I have a friend who remodels churches and builds new church pews. A few years ago he asked if I wanted his scrap lumber to burn, he would even deliver it.
Of course I said yes.
On Friday February 7th he brought a load out. One snowmobile trailer full and one pickup bed full of church pew backs, seats, and the little racks that hold the hymnals on the back of the pews. On Monday he brought out another load with more backs and the ends of the pews. He had them all cut up to about 2-3' long so I didn't have to cut hardly anything.
I helped him unload it outside, near the back of my wood shed and hoped I would figure out an easy way to move it inside my wood shed since there was still a pile of firewood in the back of the shed, and I didn't want to have to move that just to bring in this lumber. I want to burn this lumber first before it gets snowed on.

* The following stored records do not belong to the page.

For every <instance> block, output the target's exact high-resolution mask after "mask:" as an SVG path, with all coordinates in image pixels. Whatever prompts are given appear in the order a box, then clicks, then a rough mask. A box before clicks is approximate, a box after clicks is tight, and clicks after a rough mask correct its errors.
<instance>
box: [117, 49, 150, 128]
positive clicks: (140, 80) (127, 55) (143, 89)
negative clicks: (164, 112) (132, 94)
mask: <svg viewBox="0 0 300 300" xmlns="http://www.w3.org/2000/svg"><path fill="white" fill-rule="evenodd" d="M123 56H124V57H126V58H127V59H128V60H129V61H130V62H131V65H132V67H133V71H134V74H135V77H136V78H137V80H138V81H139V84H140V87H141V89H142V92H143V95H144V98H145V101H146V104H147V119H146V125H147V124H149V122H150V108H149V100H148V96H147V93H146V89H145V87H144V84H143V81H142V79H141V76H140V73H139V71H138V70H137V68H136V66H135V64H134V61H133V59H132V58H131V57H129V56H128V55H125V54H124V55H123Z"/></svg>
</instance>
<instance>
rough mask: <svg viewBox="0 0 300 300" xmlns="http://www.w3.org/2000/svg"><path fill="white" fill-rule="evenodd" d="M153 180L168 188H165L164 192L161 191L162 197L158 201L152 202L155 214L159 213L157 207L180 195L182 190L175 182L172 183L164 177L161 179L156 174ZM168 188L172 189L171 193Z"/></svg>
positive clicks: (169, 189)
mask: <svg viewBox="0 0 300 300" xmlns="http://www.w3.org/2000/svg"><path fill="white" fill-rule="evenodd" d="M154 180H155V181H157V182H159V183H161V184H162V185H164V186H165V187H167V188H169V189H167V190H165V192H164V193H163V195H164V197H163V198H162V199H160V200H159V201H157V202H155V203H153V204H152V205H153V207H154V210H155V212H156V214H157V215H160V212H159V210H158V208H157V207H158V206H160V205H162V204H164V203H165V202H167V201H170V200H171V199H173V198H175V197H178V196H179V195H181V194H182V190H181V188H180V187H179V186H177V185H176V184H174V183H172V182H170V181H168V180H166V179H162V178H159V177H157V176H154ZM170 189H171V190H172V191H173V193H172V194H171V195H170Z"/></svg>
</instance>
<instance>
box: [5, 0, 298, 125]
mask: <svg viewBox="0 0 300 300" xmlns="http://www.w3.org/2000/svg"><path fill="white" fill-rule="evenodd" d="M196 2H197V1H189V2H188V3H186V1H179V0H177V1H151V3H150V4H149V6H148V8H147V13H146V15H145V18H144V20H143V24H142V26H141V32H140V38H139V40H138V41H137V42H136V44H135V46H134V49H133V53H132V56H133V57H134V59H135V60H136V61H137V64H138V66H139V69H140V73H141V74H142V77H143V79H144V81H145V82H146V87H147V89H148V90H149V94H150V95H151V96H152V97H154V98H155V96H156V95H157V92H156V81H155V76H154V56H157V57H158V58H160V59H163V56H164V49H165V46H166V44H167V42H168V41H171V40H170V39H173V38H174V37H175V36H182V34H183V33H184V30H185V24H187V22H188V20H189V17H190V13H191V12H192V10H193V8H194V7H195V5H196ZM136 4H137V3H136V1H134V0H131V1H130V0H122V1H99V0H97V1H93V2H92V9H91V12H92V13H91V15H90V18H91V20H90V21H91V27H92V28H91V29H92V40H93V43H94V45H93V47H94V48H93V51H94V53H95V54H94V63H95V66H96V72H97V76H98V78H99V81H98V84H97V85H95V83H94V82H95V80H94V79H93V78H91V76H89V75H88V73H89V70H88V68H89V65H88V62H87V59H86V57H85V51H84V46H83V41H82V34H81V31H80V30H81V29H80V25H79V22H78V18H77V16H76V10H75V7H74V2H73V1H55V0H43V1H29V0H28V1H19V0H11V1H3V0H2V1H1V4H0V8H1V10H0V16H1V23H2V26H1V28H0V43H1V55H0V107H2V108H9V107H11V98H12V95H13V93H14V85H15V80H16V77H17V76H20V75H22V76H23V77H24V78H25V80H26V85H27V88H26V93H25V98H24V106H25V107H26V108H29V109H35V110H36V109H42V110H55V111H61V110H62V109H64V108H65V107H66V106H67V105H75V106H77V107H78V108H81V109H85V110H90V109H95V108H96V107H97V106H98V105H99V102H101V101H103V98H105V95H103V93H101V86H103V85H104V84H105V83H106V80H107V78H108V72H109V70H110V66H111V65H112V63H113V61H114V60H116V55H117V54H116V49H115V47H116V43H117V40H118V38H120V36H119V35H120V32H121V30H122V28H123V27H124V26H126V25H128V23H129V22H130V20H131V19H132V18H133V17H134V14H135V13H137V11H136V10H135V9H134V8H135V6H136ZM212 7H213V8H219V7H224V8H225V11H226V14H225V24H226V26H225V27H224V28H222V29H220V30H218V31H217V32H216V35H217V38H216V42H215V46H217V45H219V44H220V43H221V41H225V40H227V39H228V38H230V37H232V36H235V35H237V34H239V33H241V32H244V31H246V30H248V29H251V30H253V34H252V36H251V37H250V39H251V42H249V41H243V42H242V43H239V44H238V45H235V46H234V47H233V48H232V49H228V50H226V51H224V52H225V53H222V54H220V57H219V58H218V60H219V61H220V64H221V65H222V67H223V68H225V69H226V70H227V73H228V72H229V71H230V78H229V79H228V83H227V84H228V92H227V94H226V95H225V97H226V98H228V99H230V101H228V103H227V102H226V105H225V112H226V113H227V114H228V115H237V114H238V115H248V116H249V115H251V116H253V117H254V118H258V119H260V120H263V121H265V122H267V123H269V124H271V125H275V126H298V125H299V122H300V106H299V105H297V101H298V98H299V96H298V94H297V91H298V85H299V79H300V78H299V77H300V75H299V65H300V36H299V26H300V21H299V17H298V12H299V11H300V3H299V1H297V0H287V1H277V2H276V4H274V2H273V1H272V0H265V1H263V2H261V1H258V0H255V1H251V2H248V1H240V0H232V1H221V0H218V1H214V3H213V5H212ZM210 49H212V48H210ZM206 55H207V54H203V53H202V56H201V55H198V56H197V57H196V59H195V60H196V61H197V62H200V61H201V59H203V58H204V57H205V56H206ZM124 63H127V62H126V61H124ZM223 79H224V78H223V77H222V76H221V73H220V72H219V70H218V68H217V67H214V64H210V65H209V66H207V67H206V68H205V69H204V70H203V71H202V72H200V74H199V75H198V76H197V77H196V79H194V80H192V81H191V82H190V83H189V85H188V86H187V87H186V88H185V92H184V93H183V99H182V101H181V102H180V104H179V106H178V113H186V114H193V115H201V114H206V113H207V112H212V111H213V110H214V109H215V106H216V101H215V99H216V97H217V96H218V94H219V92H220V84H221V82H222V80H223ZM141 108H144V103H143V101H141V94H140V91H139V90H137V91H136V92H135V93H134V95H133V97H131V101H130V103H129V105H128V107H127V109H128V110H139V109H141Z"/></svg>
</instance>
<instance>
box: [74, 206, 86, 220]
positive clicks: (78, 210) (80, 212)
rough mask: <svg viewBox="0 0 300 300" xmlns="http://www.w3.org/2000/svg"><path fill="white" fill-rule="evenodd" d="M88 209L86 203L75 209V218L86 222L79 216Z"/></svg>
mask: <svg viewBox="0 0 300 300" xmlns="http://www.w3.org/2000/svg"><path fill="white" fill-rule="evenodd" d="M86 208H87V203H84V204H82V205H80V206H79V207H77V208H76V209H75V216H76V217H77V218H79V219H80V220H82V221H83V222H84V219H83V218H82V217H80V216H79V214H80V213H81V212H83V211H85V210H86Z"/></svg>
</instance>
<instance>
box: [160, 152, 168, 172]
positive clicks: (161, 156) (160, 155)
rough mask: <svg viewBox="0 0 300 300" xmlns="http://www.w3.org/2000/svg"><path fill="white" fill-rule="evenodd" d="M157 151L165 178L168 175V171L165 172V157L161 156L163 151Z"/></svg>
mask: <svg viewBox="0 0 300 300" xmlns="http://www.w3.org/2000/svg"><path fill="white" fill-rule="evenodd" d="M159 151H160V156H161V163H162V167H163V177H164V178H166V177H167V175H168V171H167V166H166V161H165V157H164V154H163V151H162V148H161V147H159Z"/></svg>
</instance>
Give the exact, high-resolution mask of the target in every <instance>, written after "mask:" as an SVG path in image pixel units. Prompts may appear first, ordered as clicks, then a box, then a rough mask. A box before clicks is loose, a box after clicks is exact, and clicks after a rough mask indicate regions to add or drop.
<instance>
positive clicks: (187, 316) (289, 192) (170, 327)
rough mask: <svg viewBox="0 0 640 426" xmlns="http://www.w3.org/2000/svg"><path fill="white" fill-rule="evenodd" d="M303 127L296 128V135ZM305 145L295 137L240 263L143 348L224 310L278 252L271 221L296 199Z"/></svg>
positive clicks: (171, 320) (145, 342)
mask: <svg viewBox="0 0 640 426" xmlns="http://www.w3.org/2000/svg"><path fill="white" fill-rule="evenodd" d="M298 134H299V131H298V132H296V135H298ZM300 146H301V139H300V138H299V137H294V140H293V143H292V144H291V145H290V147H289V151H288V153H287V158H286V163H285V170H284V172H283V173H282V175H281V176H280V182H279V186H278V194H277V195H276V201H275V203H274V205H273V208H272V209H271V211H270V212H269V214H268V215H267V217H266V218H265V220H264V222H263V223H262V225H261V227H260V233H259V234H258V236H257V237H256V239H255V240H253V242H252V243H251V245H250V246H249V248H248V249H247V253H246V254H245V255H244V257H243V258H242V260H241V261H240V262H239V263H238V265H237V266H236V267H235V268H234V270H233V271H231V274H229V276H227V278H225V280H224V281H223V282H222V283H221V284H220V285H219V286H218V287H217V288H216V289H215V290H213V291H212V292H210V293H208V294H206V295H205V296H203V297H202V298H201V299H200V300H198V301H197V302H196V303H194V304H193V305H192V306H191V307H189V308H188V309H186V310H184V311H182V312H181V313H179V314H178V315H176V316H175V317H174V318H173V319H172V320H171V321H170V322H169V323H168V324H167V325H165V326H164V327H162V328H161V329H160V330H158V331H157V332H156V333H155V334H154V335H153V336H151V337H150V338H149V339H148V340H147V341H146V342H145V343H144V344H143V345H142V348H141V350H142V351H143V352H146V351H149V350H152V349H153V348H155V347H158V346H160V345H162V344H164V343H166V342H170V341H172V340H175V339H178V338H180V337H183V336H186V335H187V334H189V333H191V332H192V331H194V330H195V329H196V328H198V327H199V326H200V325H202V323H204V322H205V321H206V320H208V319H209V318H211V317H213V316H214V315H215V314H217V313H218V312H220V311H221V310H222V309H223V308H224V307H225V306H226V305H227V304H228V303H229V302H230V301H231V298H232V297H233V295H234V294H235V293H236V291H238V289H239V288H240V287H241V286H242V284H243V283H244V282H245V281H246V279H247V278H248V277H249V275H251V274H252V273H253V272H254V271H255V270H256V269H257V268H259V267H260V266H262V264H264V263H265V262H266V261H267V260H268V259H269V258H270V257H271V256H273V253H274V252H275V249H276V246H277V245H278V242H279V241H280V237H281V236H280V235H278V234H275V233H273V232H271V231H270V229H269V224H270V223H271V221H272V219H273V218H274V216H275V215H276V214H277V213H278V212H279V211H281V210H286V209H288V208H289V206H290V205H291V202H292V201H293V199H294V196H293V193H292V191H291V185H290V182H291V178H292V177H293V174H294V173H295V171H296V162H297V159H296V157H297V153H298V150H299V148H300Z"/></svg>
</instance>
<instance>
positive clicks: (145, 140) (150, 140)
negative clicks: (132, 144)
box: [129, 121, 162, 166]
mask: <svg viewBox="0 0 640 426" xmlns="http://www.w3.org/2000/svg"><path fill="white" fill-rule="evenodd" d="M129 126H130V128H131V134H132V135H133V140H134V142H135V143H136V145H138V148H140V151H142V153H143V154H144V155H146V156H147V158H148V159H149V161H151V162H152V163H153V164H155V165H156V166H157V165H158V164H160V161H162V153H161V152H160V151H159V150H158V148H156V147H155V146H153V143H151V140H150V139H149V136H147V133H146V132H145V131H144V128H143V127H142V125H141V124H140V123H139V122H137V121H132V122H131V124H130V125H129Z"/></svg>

Most of the wood he brought was all flat pieces about 2' square and about 1" thick. I could toss it over the firewood pile, but that would make a huge mess, and if I had someone helping me, I could easily hit them. Then I remembered I have 3 of those 12' long aluminum roller conveyors that hook together. I brought one over and set it on top of the firewood pile on one end, and on a wheelbarrow on the other end and it worked great! Not one piece ever fell off the conveyor early, and I would stack them up to four high.
I'm posting this so that maybe it'll give someone an idea on moving wood, but mostly so that I have an idea of how long it took me to go through this lumber. I think I loaded the stove 3 times since then with regular firewood, and now am strictly using the pews. I fill the stove 1-2 times a day with about 15 flat pieces and it even lasts all night. Temps in the 20's and below.